It indeed looks like Northern NH and Western Maine were spared much of the rain and picked up a solid 12"+

http://headlines.accuweather.com/adcbin/public/headlines.asp?iws=0


----------



## ski_resort_observer (Mar 9, 2005)

Once again...Roemer was more hype than accurate forcasting.


----------



## skintowin (Mar 10, 2005)

Very tricky conditions at MRG wednesday. Lots of windslab and a few patches of blue ice. For some reason, though, it never got that windy on the top 400 feet of sunnyside.

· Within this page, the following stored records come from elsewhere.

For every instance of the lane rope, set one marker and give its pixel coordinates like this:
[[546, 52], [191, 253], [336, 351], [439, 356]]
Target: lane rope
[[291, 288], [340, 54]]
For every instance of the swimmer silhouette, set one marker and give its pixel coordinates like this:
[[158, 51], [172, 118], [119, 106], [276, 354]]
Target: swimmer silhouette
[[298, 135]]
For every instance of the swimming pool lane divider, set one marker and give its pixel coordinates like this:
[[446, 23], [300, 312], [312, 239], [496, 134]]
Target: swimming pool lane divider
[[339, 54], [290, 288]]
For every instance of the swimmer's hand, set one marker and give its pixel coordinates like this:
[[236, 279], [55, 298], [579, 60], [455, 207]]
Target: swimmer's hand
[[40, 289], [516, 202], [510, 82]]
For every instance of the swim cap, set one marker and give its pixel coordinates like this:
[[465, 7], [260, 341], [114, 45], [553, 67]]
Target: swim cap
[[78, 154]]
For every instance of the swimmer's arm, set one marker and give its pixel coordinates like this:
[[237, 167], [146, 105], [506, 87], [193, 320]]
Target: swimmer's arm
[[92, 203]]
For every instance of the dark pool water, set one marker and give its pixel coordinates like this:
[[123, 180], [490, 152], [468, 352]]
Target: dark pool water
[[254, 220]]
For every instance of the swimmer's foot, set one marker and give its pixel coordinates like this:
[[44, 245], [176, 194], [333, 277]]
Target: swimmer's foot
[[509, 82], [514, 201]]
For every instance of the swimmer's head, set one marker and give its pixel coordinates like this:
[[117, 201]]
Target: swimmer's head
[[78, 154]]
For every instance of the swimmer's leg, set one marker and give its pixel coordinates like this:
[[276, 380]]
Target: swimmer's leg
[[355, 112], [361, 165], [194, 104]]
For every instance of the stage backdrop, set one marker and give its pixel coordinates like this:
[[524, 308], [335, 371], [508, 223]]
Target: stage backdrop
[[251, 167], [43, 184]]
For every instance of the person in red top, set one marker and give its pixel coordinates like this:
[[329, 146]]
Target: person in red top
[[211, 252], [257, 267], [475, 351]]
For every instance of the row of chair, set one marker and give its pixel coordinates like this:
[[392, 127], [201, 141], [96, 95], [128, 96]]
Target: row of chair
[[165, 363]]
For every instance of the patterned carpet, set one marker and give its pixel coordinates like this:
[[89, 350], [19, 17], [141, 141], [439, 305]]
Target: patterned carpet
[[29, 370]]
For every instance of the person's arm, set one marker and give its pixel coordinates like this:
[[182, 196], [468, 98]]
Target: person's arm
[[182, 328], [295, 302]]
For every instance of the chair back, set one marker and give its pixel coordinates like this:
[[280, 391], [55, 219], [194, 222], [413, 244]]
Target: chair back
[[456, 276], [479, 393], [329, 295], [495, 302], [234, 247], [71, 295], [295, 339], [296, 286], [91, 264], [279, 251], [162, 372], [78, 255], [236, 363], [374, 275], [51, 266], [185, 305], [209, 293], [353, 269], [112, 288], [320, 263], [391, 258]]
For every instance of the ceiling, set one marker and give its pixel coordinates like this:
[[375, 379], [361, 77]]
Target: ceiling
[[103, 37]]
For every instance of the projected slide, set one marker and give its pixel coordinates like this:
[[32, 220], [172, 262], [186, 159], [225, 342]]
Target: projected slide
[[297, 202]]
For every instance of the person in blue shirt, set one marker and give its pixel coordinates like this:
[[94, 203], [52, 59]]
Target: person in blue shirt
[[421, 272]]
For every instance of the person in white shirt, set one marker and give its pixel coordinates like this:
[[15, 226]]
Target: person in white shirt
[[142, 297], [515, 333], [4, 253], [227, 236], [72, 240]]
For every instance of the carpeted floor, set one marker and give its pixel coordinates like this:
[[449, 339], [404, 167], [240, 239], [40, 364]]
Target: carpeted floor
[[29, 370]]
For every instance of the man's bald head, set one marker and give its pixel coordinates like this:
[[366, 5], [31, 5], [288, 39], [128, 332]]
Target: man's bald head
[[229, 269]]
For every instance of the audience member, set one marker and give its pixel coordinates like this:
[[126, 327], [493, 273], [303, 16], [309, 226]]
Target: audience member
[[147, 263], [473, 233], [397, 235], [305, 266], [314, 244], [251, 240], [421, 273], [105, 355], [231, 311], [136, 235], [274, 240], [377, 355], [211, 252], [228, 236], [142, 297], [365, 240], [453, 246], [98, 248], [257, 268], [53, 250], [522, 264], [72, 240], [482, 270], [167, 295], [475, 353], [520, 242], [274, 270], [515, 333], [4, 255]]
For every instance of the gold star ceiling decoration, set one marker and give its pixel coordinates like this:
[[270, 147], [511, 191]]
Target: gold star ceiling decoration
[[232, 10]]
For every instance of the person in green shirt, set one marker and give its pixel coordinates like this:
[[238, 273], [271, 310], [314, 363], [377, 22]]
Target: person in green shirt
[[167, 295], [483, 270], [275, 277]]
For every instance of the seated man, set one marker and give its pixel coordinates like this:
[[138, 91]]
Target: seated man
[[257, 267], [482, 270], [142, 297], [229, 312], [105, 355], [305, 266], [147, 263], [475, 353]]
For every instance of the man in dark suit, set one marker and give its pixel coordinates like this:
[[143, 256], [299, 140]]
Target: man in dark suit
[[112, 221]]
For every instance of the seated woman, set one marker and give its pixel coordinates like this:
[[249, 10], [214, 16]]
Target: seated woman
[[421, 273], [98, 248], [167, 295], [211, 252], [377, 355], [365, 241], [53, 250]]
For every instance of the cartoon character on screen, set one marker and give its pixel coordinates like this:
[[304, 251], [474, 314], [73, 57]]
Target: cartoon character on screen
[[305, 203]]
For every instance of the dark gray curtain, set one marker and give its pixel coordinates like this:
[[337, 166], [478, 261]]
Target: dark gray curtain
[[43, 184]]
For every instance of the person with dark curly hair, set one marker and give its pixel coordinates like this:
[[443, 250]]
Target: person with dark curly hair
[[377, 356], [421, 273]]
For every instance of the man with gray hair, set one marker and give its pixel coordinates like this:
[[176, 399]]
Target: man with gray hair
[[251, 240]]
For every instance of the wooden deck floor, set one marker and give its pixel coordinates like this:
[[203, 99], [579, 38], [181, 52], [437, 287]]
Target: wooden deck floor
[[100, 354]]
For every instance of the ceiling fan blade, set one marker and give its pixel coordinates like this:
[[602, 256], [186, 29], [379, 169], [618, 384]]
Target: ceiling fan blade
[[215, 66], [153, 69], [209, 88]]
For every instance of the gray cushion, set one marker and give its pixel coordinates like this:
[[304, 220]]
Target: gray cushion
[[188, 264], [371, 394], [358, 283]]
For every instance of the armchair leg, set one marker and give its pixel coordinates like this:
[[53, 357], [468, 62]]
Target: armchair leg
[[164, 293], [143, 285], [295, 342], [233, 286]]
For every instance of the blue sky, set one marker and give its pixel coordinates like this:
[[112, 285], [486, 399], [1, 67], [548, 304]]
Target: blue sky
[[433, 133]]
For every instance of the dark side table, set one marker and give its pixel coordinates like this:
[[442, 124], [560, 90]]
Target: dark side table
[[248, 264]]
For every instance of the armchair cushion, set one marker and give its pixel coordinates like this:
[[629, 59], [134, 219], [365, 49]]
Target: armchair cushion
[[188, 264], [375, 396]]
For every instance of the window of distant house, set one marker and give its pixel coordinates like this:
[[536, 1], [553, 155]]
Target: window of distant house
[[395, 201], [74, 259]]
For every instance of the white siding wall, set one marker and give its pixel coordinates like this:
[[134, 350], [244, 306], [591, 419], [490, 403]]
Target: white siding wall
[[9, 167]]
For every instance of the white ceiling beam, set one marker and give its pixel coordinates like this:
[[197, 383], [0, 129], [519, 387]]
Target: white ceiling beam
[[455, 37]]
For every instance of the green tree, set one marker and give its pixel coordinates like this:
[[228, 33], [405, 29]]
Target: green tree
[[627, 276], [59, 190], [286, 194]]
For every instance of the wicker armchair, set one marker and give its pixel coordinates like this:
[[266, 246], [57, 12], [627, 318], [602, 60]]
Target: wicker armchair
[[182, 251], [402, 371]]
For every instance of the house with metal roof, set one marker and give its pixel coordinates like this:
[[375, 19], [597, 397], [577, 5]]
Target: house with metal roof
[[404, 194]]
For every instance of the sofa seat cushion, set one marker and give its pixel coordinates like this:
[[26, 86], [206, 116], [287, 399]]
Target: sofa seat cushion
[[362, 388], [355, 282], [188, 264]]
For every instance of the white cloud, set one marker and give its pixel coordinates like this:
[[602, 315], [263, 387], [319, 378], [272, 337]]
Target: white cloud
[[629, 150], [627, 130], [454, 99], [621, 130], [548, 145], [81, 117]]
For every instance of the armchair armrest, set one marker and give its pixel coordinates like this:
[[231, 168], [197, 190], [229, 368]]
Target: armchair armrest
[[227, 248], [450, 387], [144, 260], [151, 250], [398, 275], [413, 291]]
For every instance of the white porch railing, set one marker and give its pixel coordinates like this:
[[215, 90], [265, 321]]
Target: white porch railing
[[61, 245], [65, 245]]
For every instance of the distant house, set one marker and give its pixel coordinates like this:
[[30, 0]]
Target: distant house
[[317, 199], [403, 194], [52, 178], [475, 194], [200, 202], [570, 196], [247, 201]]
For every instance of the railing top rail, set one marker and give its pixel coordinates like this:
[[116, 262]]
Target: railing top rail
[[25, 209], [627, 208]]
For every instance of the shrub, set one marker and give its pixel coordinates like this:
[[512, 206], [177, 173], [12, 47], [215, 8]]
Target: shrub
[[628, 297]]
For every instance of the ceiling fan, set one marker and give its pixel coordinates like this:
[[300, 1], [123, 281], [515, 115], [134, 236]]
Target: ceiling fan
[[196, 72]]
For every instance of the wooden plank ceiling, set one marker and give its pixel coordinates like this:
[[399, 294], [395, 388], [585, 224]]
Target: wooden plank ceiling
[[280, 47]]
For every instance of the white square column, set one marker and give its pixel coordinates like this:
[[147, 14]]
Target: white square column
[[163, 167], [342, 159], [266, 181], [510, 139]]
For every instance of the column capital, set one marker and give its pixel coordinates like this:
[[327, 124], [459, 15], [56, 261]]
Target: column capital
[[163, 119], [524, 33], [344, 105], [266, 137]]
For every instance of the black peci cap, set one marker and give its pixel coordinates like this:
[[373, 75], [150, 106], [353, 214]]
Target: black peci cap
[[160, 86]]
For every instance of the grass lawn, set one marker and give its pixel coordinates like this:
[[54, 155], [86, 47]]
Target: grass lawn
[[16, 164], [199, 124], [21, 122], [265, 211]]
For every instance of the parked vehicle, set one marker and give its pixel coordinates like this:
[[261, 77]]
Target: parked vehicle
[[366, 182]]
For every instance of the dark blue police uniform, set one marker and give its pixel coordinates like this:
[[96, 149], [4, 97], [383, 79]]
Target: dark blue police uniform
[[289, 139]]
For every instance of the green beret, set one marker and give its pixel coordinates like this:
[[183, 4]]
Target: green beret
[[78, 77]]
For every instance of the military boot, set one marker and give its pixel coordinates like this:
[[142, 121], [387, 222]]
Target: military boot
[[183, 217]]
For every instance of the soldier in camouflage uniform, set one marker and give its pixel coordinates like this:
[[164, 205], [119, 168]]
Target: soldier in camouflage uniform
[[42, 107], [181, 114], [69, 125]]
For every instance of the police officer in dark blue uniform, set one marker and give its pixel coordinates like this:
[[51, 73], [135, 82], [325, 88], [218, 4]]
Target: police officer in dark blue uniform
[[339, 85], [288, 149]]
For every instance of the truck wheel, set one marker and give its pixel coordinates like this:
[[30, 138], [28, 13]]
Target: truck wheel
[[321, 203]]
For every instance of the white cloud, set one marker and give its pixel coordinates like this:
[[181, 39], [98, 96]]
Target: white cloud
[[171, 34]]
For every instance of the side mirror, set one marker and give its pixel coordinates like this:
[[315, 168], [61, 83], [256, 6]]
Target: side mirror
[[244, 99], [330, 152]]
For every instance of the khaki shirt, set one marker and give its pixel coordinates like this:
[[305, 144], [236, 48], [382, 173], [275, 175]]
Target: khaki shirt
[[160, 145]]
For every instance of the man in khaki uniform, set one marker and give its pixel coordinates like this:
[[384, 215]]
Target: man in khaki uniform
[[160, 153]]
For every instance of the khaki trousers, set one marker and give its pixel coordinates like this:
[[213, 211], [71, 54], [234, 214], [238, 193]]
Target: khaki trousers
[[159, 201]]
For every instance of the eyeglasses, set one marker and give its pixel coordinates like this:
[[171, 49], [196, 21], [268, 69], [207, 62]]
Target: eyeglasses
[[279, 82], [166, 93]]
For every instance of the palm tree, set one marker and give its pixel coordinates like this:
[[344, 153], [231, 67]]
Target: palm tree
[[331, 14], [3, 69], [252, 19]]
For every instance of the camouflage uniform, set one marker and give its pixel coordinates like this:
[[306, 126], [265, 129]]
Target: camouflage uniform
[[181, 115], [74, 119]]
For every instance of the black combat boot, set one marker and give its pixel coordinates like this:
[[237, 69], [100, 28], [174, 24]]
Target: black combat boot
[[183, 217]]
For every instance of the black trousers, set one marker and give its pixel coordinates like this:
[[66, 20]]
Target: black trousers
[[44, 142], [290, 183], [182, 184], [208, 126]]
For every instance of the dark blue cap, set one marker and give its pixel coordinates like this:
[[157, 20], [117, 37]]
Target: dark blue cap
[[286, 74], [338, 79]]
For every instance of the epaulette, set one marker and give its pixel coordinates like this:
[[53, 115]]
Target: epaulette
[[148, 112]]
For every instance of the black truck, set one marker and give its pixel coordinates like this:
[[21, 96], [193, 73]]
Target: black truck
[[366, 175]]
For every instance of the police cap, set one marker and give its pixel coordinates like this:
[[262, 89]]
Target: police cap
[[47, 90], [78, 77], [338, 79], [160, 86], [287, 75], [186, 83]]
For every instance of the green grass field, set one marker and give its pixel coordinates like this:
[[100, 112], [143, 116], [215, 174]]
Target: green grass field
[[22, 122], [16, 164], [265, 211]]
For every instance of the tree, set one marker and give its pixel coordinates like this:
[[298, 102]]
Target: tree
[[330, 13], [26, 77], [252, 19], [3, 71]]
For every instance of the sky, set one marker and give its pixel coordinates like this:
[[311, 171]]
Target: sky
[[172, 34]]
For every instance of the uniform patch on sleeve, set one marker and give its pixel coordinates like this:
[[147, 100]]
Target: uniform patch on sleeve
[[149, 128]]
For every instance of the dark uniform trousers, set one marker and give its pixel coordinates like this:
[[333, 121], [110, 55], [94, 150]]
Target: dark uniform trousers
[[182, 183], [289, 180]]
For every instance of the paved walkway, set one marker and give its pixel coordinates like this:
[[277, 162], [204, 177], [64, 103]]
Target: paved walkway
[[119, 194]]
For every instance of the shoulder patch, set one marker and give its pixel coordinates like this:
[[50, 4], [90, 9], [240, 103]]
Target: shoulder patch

So there was some good, soft powder up there. 
Otherwise, even the deepest, thickest, most hidden and protected woods runs got slabbed. 
Anyway, we got another couple of days of spring skiing base out of this storm.


----------



## JimG. (Mar 10, 2005)

skintowin said:
			
		

> Very tricky conditions at MRG wednesday. Lots of windslab and a few patches of blue ice. For some reason, though, it never got that windy on the top 400 feet of sunnyside. So there was some good, soft powder up there.
> Otherwise, even the deepest, thickest, most hidden and protected woods runs got slabbed.
> Anyway, we got another couple of days of spring skiing base out of this storm.



Figured; heard from another source that it rained before changing over to snow and then it snowed only about 6". Wind was brutal even down here in NY. 

Still jealous; wish I could have skiied!


----------